Campaign Demands NHS Action on Childbirth Condition After Diagnostic Failures
Amisha Adhia and her husband, Nik, are spearheading a vital campaign to enhance NHS diagnosis of placenta accreta, a rare yet potentially fatal childbirth complication. Their advocacy stems from a harrowing personal experience where five hospitals failed to identify the condition before a timely intervention by a specialist obstetrician.
Rising Risks and Diagnostic Gaps
Placenta accreta spectrum poses severe risks, including emergency hysterectomy or fatal haemorrhage if undiagnosed before labour. The NHS estimates it affects between one in 300 and one in 2,000 women, but doctors warn that increasing caesarean section rates—now at 45% in England, surpassing vaginal births at 44%—are elevating the prevalence. Factors like IVF treatment also heighten susceptibility, yet diagnostic practices lag behind.
Adhia, who developed the condition, expressed grave concerns: "Placenta accreta can cause catastrophic bleeding in minutes if it isn’t anticipated." She fears many women remain undiagnosed due to insufficient expertise among NHS maternity specialists, exposing them and their babies to dire outcomes.

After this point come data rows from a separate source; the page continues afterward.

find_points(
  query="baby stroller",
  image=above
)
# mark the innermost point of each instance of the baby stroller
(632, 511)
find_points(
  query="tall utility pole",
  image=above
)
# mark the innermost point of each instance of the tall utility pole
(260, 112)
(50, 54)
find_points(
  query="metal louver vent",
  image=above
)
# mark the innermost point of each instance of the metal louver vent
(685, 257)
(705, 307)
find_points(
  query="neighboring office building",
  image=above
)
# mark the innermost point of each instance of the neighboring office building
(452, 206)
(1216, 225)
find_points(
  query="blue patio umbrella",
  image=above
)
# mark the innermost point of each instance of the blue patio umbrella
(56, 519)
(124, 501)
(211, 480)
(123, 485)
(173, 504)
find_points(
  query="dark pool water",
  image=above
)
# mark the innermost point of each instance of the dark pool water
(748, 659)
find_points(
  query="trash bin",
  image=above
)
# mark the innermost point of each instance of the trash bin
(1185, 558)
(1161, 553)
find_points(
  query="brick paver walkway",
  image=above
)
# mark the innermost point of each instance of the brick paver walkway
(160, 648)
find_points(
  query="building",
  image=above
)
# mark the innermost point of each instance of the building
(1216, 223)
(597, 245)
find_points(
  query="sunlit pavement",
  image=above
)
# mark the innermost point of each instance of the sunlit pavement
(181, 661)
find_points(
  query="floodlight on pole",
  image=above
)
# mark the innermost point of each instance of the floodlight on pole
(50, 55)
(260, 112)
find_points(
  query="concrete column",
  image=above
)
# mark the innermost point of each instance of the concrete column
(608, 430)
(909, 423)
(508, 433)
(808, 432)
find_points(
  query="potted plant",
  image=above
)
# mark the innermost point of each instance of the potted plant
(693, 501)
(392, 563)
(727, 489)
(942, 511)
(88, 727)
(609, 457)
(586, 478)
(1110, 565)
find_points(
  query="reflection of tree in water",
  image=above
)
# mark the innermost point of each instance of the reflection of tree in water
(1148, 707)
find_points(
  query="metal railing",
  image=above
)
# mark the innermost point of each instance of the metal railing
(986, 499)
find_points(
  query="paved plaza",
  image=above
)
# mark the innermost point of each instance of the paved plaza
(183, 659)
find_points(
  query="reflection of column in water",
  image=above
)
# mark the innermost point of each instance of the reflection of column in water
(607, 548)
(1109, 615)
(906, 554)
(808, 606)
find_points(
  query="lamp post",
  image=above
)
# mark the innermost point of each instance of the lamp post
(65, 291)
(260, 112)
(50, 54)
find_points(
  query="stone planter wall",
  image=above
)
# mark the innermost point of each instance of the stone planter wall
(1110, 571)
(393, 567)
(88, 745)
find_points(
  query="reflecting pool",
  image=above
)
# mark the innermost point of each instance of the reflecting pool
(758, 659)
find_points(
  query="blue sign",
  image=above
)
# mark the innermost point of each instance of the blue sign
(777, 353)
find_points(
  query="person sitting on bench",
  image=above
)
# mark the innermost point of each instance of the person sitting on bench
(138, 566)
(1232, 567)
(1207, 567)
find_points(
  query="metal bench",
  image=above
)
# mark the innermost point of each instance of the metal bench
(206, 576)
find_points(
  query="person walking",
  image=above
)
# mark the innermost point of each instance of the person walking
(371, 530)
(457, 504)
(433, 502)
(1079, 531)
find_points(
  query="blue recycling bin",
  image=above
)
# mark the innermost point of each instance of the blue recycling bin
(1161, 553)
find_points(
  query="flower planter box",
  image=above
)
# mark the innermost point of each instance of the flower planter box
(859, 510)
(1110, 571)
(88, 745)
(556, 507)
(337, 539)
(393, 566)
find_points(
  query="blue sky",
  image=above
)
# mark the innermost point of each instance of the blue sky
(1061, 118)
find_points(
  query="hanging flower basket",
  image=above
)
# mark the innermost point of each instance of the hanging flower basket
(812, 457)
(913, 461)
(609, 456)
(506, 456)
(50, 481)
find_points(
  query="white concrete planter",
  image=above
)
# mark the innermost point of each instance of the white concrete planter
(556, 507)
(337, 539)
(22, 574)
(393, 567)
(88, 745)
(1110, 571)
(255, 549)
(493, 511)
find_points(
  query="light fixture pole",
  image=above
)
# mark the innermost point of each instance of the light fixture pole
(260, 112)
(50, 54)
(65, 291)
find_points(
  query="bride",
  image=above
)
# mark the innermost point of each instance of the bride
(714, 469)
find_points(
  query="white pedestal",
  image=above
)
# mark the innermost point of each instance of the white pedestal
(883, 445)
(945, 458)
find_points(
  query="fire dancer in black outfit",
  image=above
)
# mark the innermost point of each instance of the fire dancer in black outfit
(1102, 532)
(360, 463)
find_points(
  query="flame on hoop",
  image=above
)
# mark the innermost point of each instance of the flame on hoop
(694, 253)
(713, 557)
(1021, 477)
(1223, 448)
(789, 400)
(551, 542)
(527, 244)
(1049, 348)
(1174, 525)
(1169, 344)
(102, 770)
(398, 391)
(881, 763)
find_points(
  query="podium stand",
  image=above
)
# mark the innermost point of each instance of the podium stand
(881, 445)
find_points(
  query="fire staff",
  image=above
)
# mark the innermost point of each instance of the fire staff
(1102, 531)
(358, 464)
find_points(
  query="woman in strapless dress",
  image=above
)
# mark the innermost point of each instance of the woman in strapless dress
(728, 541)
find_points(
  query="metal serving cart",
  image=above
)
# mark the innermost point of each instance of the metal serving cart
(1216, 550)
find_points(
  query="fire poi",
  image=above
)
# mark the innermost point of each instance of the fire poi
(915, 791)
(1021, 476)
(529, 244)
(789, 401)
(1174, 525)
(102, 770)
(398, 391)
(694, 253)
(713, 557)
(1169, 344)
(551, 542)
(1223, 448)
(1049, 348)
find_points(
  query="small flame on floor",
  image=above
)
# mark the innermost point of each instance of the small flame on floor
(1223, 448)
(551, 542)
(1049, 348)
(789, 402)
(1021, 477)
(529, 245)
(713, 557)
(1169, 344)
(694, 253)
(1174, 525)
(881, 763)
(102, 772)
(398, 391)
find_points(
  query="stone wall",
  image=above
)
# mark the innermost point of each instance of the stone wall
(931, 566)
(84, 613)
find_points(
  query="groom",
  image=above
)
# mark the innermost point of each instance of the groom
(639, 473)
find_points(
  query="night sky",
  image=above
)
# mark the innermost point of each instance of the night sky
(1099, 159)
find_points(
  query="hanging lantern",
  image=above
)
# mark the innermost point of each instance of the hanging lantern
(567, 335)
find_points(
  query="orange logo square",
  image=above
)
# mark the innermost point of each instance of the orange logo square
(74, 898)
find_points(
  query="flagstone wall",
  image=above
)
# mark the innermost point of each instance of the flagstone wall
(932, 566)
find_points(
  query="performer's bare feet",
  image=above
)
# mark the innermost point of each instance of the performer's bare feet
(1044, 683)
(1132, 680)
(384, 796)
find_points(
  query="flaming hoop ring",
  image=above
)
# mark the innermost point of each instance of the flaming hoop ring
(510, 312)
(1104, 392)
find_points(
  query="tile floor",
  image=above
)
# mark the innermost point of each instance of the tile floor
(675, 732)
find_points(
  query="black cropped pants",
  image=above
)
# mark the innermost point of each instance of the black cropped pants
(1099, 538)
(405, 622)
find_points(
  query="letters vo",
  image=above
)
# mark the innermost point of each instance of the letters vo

A Narrow Escape and Advocacy Efforts
Despite reassurances from five London hospitals, consultant obstetrician Dr Chineze Otigbah confirmed Adhia's placenta accreta. This diagnosis enabled appropriate care during the birth of her daughter, Ishaani, at Queen’s hospital in Romford last September. Adhia recounted: "I am alive today because Dr Otigbah recognised the danger and acted. I was reassured into danger. I felt unheard. I thought I was going to die."
During the caesarean, Adhia lost nearly a litre of blood—less than typical cases—but avoided serious complications. Motivated by being "assessed, downgraded, and ignored" by multiple institutions, she and Nik launched the Action for Accreta campaign. They have since connected with about 40 women who faced similar undiagnosed complications, highlighting a systemic issue.
Support and Systemic Challenges
The campaign has garnered backing from eight maternal health groups, including Birthrights and the Birth Trauma Association. Tommy’s and Sands charities praised it for shedding light on gaps in awareness and surveillance. However, the NHS lacks comprehensive data on placenta accreta incidence and complications, with even the annual MBBRACE-UK report omitting details. International studies suggest prevalence could be as high as one in 111 pregnancies.
Dr Otigbah emphasized: "I am deeply concerned that women are falling through the gaps in our current system. The main risk factors for PAS are C-sections and IVF, which have risen massively. The NHS has not kept up to date with this reality." She noted that not all hospitals have specialists, leading to overlooked warning signs.
Policy Responses and Future Directions
The Royal College of Obstetricians and Gynaecologists (RCOG) acknowledges placenta accreta's association with high morbidity and mortality, attributing rising rates to increased C-sections, maternal age, and assisted reproduction. The Adhias testified to Valerie Amos’s maternity care inquiry, urging recommendations for improved NHS identification. An RCOG spokesperson stated that early detection via scans is crucial for planning care with specialist teams, with updated guidelines expected later this year.
NHS England's national clinical director for maternity, Prof Donald Peebles, affirmed: "Placenta accreta spectrum is rare, but when it does occur it can cause potentially life-threatening bleeding, which is why identifying women at higher risk early in pregnancy is so important." He noted training for warning signs and referrals to specialist centres, though the NHS did not directly address the campaign's concerns.
This campaign underscores urgent needs for enhanced diagnostic protocols and data collection to safeguard maternal health in the face of evolving childbirth trends.